Business

Barclays is working on a bonus template

British-based Barclays Capital may be a bellwether for Wall Street’s bonus season.

The bank is ratcheting up stock payments to its execs and axing the amount of cash it pays out in bonuses this year — a move that may influence US-based firms.

Barclays’ employees, which number roughly 9,000 here in the city, are said to be unhappy about the plan, which could leave some seeing just a tenth of their expected bonuses land in their bank accounts next January, after taxes are taken out.

Although decisions have yet to be finalized, sources say that the bank, which bought Lehman Brothers out of bankruptcy, could pay 75 or 80 percent of its compensation in stock and options that vest over periods of as long as five years.

The portions of the bonuses paid in cash can also be clawed back, sources said.

Regulation of bank pay in the US and globally has become a hot issue as governments look to dampen big payouts at banks that had been teetering on the edge of collapse last year and accepted taxpayer-assisted rescues.

Many financial firms are now on pace to pay out even fatter bonuses to its bankers and traders.

New York-based Goldman Sachs is expected to pay employees more than $21 billion in bonuses for this year after accepting $10 billion in money from the government’s Troubled Asset Relief Program.

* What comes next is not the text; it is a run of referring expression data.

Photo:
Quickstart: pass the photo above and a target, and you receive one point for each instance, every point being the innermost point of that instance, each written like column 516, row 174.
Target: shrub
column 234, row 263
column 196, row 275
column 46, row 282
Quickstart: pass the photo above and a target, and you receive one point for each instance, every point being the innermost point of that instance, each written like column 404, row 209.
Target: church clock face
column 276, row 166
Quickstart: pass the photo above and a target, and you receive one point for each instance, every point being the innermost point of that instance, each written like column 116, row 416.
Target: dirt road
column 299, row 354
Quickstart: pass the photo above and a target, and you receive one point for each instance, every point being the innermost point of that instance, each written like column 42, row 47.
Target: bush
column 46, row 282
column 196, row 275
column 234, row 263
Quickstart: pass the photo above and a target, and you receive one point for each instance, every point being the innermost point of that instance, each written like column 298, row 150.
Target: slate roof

Like Barclay’s, Goldman will likely offer more compensation in stock this year, with its top earners getting paid almost entirely in stock that will take years to vest.

Barclays tighter bonuses come as some of the biggest British banks agreed to curb bonus payments at a meeting last month among the 20 largest industrialized countries.

“The UK’s top five banks have committed to leading the way in implementing reforms to bank remuneration agreed by the G20,” British Finance Minister Alistair Darling said in a joint statement with the banks.

Some banks talked about handing out compensation of 40 to 60 percent in stock and offering no multi-year guarantees.

A Barclays spokesman said no final decisions had been made on bonuses.

“We have stated that we will comply with the G20 guidelines and we will be competitive on compensation,” he said.

Barclays did not accept assistance from the British government.